Por outro lado, uma criança pousa no colo de sua mãe e, embora não seja o início absoluto de nada, pois a historia já estava em curso, aí se instala uma diferença entre um antes e um depois. Agora, a senhora de plantão se depara com o fato de aceitar, ou não, ser mãe desse pequeno que chega ao mundo sempre mais ou menos estrangeiro com relação àqueles que já o habitam faz tempo. Essa decisão, que implica numa adoção, numa acolhida do bebê, ecoa no horizonte e manda às favas o suposto instinto materno.

Os bebês dormem de dia, são mais sociáveis de noite, choram por coisas que os grandes não entendem, fazem todo tipo de caretas – será que é por isso que a cantiga do Boi da cara preta faz alusão às caretas que amedrontam? -, falam uma língua que não parece ser de fácil compreensão, dentre outras coisas meio esquisitas à vida adulta já feita cotidiana e familiar. Nesse sentido, não é para menos que a natureza estrangeira do recém chegado vire intranqüilidade adulta.
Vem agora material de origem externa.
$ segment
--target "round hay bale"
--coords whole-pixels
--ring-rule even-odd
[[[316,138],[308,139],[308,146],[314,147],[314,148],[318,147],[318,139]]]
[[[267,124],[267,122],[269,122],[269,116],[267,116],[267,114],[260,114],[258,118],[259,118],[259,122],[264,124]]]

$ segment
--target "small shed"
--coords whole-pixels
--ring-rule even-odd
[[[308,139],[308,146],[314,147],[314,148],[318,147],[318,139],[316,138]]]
Um bebê é de fato estrangeiro ou ele é considerado tal? Semelhante pergunta não tem resposta. O importante é a criança ser recebida como se o fosse, pois isso metaforiza o inevitável desencontro no real entre o adulto e o pequeno ser.
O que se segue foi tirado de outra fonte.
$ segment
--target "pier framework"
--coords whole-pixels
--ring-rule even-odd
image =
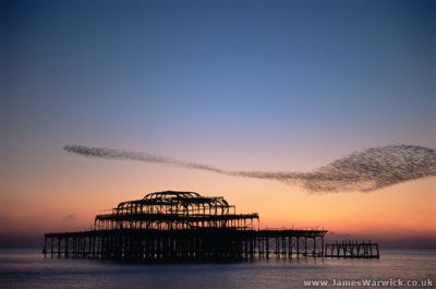
[[[237,214],[221,196],[166,191],[120,203],[97,215],[90,230],[46,233],[43,252],[145,262],[324,257],[326,250],[337,256],[325,245],[327,230],[261,230],[258,221],[257,213]]]

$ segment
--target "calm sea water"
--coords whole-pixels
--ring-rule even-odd
[[[436,251],[384,250],[380,260],[270,258],[237,264],[175,265],[45,260],[40,251],[36,250],[0,251],[0,288],[8,289],[310,288],[304,286],[304,280],[326,279],[332,285],[334,279],[341,281],[362,278],[431,279],[435,282]]]

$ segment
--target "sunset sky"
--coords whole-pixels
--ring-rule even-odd
[[[262,228],[436,241],[435,177],[313,194],[62,149],[307,171],[373,146],[435,148],[435,1],[13,0],[0,19],[0,238],[43,242],[178,190],[222,195]]]

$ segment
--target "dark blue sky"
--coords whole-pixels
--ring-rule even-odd
[[[435,1],[7,1],[2,11],[11,146],[435,144]]]
[[[432,180],[313,196],[62,147],[275,171],[434,148],[436,1],[0,1],[0,234],[82,230],[98,209],[168,189],[222,192],[271,226],[435,234]]]

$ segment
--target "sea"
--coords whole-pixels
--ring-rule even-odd
[[[0,250],[0,288],[434,288],[436,251],[382,250],[379,260],[269,258],[242,263],[142,264],[44,258]]]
Que uma criança seja recebida como se fosse um estrangeiro, não é equivalente a que o seja, ao contrário, como se fosse um extraterrestre ou um selvagem. Do indivíduo considerado um selvagem aquele que se toma por civilizado pretende manter certa distância. Se o considera um bom-selvagem, então, quererá estudá-lo de forma minuciosa e científica para, assim, saber da exata medida da diferença que há entre ambos e, dessa maneira, apagar o estranho mistério que tanto anima um quanto angustia ao outro. Ao contrário, se se trata de um mal-selvagem, o civilizado tentará livrar-se da temerária estranheza organizando uma campanha de extermínio. Por outro lado, do extraterrestre, no fundo nada queremos saber, tão só queremos manter sempre a mesma distância que, ao mesmo tempo, nos permita adorá-lo, sonhá-lo, como também fugirmos dele caso lhe ocorra aproximar-se um pouco mais de nós. Tanto um quanto o outro são tratados diferentemente de um estrangeiro ao qual lhe supomos, com maior ou menor simpatia, que possui coisas de um outro mundo para nos contar, bem como também lhe supomos estar interessado em saber como nós somos. Em suma, receber um estrangeiro dá samba, enquanto um bebê como se o fosse, bem pode fazer soar acalantos! Ao contrário, não acalentamos nem extraterrestres nem selvagens: eles não tem nada a nos dizer, nem nós a lhes cantarolar.

Uma mãe fala para seu bebê na espera que ele aprenda a sua língua e, dessa forma, possa contar a ela sobre essas coisas de Outro mundo, vindo, assim, ambos a serem menos estrangeiros, menos estranhos entre si e, portanto, mais familiares os dois. Uma mãe supõe ao pequeno recém chegado ao mundo, a mesma iniciativa comunicativa que ela possui, bem como a sua mesma inteligência para o diálogo. Como não supor? Caso não o fizesse, então, não falaria ao bebê. Assim, ela fala de dia e cantarola de noite. Porém, uma mãe também sabe que tanto essa iniciativa comunicativa quanto essa inteligência estão ainda tomadas por certa fragilidade. Por isso mesmo uma mãe insiste: fala de dia e cantarola de noite. De onde advém semelhante insistência vocal?

Certa vez Sigmund Freud – o pai da psicanálise – afirmou: “...a evolução da civilização pode ser simplesmente descrita como a luta da espécie humana pela vida. E é essa a batalha de Titãs que nossas babás tentam apaziguar com sua cantiga de ninar!”.


Leandro de Lajonquière é psicanalista, doutor em Educação pela UNICAMP, Livre-Docente em Ciências da Educação pela USP, Professor Titular da Universidade de São Paulo e autor dentre outros de "Infância e Ilusão (Psico)Pedagógica", da Editora Vozes.